Brussels (Brussels Morning) France’s Interior Ministry has banned the far-right group Generation Identity, accusing the organisation of inciting “discrimination, hatred and violence”, Deutsche Welle reports.
The organisation has become infamous in recent years for staging a number of operations aimed at blocking migrants from entering the country. The most recent incident occurred in January, with some 30 Generation Identity members blocking a mountain pass on the French-Spanish border, in what they described as a “surveillance operation to defend Europe”.
Private militia
The group’s leader and two other members were sentenced to six months in prison after setting up a blockade in the French Alps and renting two helicopters in an effort to search for migrants attempting to enter France. Also, the group previously erected fences at border crossings.

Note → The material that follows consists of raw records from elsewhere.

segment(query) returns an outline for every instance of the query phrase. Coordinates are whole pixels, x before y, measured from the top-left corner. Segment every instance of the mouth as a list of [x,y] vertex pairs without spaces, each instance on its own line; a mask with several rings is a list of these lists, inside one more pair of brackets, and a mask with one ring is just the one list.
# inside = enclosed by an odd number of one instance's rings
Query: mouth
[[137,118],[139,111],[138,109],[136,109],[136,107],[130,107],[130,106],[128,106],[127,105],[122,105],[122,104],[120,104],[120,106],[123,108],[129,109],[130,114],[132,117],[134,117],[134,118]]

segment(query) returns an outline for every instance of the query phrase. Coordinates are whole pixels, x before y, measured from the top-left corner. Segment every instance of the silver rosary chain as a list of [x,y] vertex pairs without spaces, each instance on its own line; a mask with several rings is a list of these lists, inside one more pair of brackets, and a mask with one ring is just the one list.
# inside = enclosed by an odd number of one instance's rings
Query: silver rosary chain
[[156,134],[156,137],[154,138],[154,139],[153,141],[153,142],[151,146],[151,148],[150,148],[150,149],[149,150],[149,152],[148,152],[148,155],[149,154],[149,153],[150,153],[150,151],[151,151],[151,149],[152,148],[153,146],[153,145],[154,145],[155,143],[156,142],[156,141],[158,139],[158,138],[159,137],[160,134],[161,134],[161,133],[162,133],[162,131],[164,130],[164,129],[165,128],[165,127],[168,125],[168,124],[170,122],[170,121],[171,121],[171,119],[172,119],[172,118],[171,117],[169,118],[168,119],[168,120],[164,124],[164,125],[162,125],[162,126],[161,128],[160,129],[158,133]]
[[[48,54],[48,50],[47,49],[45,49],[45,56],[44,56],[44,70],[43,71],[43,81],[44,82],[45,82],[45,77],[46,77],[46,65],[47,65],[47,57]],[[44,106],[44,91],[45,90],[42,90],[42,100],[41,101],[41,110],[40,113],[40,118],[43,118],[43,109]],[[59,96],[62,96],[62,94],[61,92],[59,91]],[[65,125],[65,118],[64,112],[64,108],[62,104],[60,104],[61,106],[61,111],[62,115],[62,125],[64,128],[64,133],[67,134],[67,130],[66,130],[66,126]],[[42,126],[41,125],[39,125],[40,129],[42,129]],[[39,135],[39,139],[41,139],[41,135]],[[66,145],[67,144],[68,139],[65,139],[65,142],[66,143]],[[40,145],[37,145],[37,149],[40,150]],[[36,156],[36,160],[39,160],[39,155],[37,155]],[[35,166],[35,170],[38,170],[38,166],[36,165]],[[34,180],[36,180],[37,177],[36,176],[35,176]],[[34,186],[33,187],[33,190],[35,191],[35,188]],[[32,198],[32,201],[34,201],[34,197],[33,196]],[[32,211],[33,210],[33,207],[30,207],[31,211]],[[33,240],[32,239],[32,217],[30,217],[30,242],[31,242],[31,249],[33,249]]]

Interior Minister Gérald Darmanin posted the decree proclaiming the group would be banned on his Twitter account, noting the decision came after consulting with President Emmanuel Macron. He said due account was taken of the group’s structure and paramilitary organisation, which indicated that Generation Identity could be regarded as “having the character of a private militia”.
Links to terrorists
Darmanin also noted in the decree that Generation Identity had links to ultra-right radical groups that provided the organisation with logistical support. It was significant too, he added, that it had received donations from Brenton Tarrant, the right-wing terrorist responsible for the 2019 mosque shootings in New Zealand’s Christchurch.
The decree declaring the Lyon-based organisation to be illegal maintained both its actions and publications spread an ideology “inciting hatred, violence and discrimination of individuals, based on their origin, their race or their religion.”